Dennis Harvey of Variety praised the film as "fascinating in its oddball complexity. Among the many vastly more expensive, live-action dystopian visions of recent cinema, you'd be hard-pressed to find anything as original or surprisingly poignant as Psychonauts."

Glenn Kenny of RogerEbert.com gave the film 3/4 stars and stated that "the movie is grisly and its sense of humor is mordant", but that it "winds up communicating a heartbreak that's pretty straightforward, all things considered".

Robert Adele of the Los Angeles Times said of the film that "as adult animation goes, "Birdboy" is its own weird, wooly, and surprisingly sensitive foray into the grimier corners of life" and that it also "plays like a troubled schoolkid's secret drawings brought to colorful, if unapologetically horrific, life".

IndieWires Bill Desowitz crowned it "the darkest and most daring hand-drawn animated movie of the year", also adding that "at its most subversive, Birdboy offers up a bleeding Jesus doll and ghoulish attacks of the mind and body".
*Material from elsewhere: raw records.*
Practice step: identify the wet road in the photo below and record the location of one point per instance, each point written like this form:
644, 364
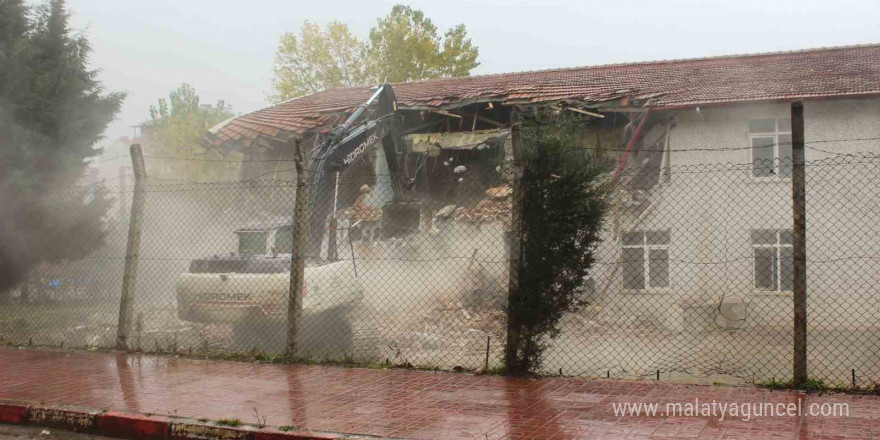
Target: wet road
8, 432
403, 403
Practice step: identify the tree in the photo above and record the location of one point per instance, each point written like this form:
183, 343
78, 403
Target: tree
564, 200
403, 46
53, 110
316, 60
176, 127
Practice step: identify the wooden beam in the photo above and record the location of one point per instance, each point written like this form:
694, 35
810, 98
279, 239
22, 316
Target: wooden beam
490, 121
446, 113
581, 111
621, 109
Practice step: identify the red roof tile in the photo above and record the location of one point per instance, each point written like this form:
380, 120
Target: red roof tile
812, 73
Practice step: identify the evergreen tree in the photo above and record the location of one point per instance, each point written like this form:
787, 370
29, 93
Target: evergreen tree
53, 110
564, 199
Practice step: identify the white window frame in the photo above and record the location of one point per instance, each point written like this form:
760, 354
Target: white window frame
778, 247
777, 176
646, 257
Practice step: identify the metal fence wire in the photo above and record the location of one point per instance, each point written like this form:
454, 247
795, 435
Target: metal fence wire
693, 277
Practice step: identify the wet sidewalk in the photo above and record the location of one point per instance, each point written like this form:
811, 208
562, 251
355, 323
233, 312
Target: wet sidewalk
404, 404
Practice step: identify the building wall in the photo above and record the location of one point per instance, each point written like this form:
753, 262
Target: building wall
712, 202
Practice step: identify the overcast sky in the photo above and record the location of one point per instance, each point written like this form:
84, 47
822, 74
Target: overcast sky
225, 49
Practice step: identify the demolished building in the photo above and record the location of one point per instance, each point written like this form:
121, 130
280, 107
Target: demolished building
646, 118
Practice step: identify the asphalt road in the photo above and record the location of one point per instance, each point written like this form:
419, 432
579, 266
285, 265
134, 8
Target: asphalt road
8, 432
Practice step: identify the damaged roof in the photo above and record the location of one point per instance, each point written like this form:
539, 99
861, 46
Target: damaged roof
811, 73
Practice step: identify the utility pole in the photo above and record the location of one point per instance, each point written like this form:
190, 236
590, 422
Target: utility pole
133, 249
799, 246
300, 244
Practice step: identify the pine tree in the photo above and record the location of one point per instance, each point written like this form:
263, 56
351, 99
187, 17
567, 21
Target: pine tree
53, 109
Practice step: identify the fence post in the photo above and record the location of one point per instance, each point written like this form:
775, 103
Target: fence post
515, 248
300, 243
799, 245
132, 250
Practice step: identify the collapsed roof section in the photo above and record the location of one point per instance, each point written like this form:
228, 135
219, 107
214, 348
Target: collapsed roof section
850, 71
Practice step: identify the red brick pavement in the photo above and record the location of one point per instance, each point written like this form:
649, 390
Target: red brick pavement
403, 404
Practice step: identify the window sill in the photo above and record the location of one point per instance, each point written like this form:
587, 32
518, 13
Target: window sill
648, 291
756, 179
773, 293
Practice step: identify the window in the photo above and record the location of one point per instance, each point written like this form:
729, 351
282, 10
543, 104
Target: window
771, 147
774, 266
645, 259
284, 240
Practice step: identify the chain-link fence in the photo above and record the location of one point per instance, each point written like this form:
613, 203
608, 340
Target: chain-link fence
693, 278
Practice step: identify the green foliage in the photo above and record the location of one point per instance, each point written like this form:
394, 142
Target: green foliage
403, 46
318, 59
811, 384
177, 125
564, 199
53, 110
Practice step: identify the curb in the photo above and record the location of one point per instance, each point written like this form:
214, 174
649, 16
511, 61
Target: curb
138, 426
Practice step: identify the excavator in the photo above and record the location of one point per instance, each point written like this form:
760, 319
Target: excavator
249, 289
347, 143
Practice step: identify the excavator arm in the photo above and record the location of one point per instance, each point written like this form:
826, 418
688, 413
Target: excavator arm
347, 143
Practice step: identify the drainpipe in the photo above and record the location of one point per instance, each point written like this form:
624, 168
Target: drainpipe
632, 142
Megan Peters of comicbook/anime raved that the film "is a surprisingly touching one that deserves to be seen" but added that it "relishes in its surreal violence while asking audiences to watch its heroes discover what autonomy truly is".

Birdboy: The Forgotten Children grossed $13,488 in Spain.

===Accolades===
The film won Best Animated Feature at the 2016 Goya Awards. Alberto Vázquez scored a historic win by simultaneously receiving the prize for Best Animated Short (Decorado, which was also honored at Cannes).